While the Learned Indexes paper has ideas for hash maps and bloom filters most research has focused on a B-Tree. I expect learned indexes to work better with an LSM because its search structures (block indexes) are created off line with respect to user operations. There is more time for analysis and the per-SST search structures are write once so there is no need to deal with updates.

Other search optimizations

One of the goals for learned tree indexes is to avoid log2(N) comparisons on a search so I will mention a few things in InnoDB and RocksDB that help with that:
  • The adaptive hash index (AHI) in InnoDB is a non-persistent hash table built on demand that maps a primary key value to a block in the buffer pool. With a clustered index like InnoDB (and MyRocks) non-covering secondary index queries must probe the PK index per row to get the missing columns.

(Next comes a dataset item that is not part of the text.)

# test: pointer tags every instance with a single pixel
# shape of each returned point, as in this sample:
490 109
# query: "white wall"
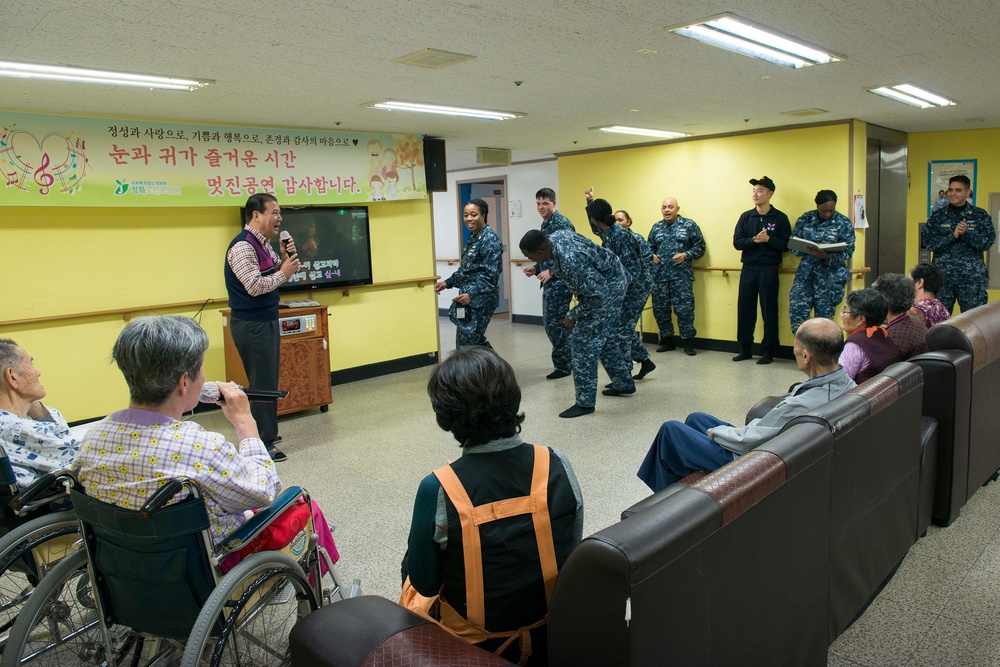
523 181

The AHI can avoid that CPU overhead.
  • RocksDB uses bloom filters to avoid some of the search overhead per level of the LSM tree. They don't avoid all of the per-level overhead as a search must be done to find the SST before the bloom filter can be checked.
  • RocksDB optionally uses a hash index per data block to avoid binary search within the data block. I assume that learned index approaches can augment or replace some of the data block index, the per block hash index and the bloom filter.